Nonetheless, “it’s incumbent on the industry to stay vigilant,” says Derek Miller, the American Association of Port Authorities’ government relations director.

During congressional testimony in late February, Rear Adm. John Vann, commander of the U.S. Coast Guard Cyber Command, said the Coast Guard had found “vulnerabilities that are there by design” in crane software networks but had not found malware or Trojan horse-type software.

At the Port of Virginia, “before any new cranes are put into service, they are subject to a detailed forensic cyberanalysis that is performed by one of the nation’s federal law enforcement agencies,” Vick said in a Feb. 21 statement after Biden released his executive order expanding the Coast Guard’s authority to address cybersecurity concerns. “New cranes awaiting analysis are isolated with dedicated firewalls to ensure there is no contact with port networks or the internet.”

Additionally, the port undergoes regular cybersecurity exercises with federal entities, and some of the regulations implemented in Biden’s executive order, like mandatory reporting of cybersecurity incidents or active cyberthreats, were already included in the port’s protocols.

The AAPA is supportive of the Biden administration’s actions, Miller says, “particularly the executive order, which really was aimed at bringing the Coast Guard’s authorities when it comes to cybersecurity up to the level that they are with physical security.”

The White House also announced it would direct more than $20 billion in federal funds to invest in port infrastructure over the next five years, including supporting domestic manufacturing of cranes from a U.S.-based subsidiary of Japanese company Mitsui E&S Co.

Following Biden’s order, members of two U.S. House of Representatives committees sent a letter to ZPMC that made public the investigators’ discovery of modems at U.S. ports.
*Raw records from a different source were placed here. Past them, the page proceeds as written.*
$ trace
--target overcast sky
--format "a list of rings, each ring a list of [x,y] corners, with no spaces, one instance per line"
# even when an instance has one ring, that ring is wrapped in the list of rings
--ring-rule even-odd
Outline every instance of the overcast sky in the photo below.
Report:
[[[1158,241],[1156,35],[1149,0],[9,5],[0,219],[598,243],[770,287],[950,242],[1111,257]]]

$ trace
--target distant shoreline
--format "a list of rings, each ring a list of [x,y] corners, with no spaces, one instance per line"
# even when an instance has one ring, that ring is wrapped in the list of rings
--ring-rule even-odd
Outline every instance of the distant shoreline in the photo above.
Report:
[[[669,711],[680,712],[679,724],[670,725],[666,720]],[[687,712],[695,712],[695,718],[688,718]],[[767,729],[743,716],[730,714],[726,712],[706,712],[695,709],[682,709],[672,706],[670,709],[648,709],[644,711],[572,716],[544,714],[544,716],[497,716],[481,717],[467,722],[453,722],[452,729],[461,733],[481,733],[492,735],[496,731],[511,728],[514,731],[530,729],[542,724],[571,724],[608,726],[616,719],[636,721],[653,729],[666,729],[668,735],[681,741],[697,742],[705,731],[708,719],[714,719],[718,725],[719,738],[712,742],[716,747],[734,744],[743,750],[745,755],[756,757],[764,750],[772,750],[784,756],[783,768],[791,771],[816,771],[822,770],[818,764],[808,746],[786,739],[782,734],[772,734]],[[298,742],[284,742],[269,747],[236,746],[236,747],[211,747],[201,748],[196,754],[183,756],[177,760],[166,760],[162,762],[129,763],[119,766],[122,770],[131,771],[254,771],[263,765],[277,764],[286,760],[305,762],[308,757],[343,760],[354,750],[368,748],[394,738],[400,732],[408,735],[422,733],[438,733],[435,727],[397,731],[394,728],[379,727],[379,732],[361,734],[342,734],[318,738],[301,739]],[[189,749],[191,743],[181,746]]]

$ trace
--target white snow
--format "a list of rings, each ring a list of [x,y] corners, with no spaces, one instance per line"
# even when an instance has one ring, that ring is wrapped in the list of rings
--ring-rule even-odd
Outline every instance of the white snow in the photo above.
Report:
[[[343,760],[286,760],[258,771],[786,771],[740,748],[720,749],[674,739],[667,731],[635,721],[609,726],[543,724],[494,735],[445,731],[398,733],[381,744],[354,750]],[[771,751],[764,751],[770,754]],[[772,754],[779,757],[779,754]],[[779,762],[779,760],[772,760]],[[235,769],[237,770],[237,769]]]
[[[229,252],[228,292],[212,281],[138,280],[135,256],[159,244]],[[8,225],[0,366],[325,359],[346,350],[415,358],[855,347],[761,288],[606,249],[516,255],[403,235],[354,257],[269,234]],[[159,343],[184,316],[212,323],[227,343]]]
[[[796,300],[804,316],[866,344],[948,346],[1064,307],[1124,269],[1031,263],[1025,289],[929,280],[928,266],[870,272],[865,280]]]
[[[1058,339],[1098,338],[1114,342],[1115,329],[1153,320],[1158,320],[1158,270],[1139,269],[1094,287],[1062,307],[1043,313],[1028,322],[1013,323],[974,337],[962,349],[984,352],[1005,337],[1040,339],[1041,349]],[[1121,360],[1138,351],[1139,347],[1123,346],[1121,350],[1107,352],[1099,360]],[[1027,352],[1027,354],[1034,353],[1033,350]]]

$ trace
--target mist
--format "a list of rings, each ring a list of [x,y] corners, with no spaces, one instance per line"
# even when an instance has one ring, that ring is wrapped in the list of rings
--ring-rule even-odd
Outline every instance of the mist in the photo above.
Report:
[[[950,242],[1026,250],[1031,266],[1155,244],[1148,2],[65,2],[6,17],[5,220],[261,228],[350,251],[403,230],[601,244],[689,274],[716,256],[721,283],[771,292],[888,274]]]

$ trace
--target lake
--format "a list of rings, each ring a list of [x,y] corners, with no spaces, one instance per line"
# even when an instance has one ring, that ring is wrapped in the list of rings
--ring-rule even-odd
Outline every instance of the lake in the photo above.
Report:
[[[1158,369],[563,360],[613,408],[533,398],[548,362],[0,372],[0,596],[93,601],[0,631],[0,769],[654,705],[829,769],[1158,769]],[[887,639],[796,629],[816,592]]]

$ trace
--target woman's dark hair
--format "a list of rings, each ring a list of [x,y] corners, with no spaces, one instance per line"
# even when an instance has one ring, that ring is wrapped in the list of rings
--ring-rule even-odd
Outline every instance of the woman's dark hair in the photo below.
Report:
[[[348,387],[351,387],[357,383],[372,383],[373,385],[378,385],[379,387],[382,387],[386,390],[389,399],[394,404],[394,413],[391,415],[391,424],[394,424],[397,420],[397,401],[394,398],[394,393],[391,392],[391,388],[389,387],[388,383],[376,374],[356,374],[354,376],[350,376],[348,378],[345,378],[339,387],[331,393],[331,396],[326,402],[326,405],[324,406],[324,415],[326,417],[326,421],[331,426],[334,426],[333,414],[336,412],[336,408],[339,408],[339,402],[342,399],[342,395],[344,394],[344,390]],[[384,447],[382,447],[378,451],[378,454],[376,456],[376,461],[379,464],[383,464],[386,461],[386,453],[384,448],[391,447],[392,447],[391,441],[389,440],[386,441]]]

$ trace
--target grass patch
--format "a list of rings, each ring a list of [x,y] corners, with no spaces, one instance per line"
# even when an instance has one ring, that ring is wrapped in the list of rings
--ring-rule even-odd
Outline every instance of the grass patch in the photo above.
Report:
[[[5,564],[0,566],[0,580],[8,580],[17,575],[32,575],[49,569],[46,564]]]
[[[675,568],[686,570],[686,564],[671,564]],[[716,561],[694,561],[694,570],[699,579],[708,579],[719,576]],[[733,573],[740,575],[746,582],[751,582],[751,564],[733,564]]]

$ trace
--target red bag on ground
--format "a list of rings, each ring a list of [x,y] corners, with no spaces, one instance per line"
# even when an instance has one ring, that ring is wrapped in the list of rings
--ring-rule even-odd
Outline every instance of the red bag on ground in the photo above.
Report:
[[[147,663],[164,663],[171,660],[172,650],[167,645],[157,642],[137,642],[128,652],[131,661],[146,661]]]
The Coast Guard also issued a Feb. 23 directive listing risk management steps for owners and operators of Chinese-made ship-to-shore cranes.

“Obviously, the Port of Virginia will follow whatever the directions are and the law, but having said that … there’s been no, at least publicized, documented issue with the cranes in terms of their software,” says Aubrey Layne Jr., board chair of the Virginia Port Authority. “And so … for the policies to come out, that was a little bit perplexing.

“Any Chinese-owned companies now are being scrutinized, and we get it, so we want to make sure that we are compliant, but it is very political right now, and we’re trying to stay out of all that,” notes Layne, who served as Virginia’s secretary of finance and, before that, the state’s transportation secretary. “We’re just trying to run our business in a safe way for the American people.”